Bergen County Assignment Judge Bonnie Mizdol ruled last March that Brennan failed to demonstrate that the Bergen County Prosecutor's Office was biased in Christie's favor when it dismissed the misconduct complaint.

Brennan claimed in the complaint that Christie knew about the politically motivated September 2013 George Washington Bridge lane closures while they were underway, but failed to take steps to end the scheme.

Brennan's attorney, Brick solo Donald Burke, said he was disappointed with the ruling.

“At a time when public trust in our government institutions has fallen to record lows, a judicial system that fails to hold powerful government officials accountable undermines the public's trust in the government,” Burke said, adding that the court should have appointed a prosecutor who is “not answerable to the governor” and “is free from the inherent conflict and self-interest of the Bergen County Prosecutor's Office.”

He added that the appellate court “failed to appreciate that the judiciary has a duty to avoid the public perception of an appearance of impropriety. Creating hurdles to proper judicial oversight to avoid an appearance of impropriety, such as standing, undermines the integrity of the judicial system.”

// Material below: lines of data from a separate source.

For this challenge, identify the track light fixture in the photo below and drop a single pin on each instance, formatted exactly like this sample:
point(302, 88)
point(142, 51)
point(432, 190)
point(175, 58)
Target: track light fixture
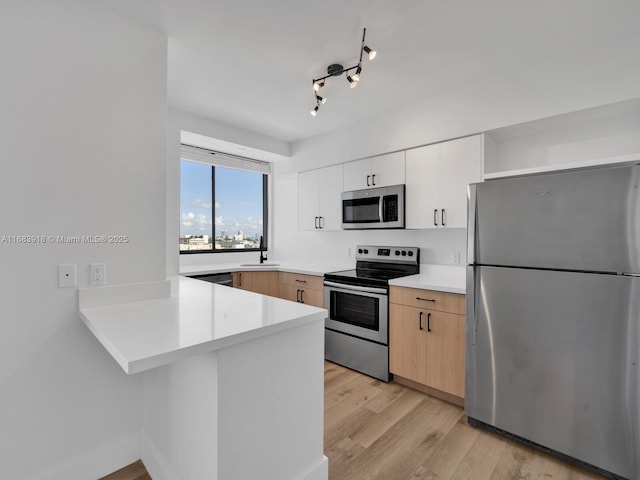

Christie's attorney, Kevin Marino, took the opposite view.

“We are particularly pleased that, in addition to affirming the trial court's dismissal of Mr. Brennan's complaint, the Appellate Division roundly rejected the fanciful notion on which that complaint was based: that a citizen complainant can somehow arrogate the awesome power of the prosecutor and, into the bargain, disqualify that public official's entire office from performing their sworn function,” said Marino, of Marino, Tortorella & Boyle in Chatham.

The Attorney General's Office, which represented the state and the Bergen County Prosecutor's  Office, had no comment.

Brennan claimed the March 2 decision by John Higgins III, the first assistant Bergen County prosecutor, to not proceed with the prosecution lacked impartiality. Higgins took on the case after Bergen County Prosecutor Gurbir Grewal—appointed by Christie to that post, and since appointed attorney general by current Gov. Phil Murphy—removed himself from the case. Mizdol rejected Brennan's claims and said Higgins' assertions that he could not prove the charges beyond a reasonable doubt was a valid reason to terminate the complaint.

Mizdol also rejected Brennan's bid to refer the case to a grand jury, finding he lacked standing to make that request because it was not pleaded in his initial petition or his appeal. Mizdol added that, even if the relief were not procedurally precluded, it would be substantively denied.

Higgins's termination of the complaint came after Roy McGeady, Bergen County's presiding judge of municipal court, ruled that probable cause existed to support the complaint but denied Brennan's bid for a special prosecutor. Brennan appealed the decision regarding the special prosecutor to Mizdol.

The appeals court agreed with the lower courts' rulings on Brennan's lack of standing.

“We conclude that such standing does not exist,” the Appellate Division judges said in the per curiam decision.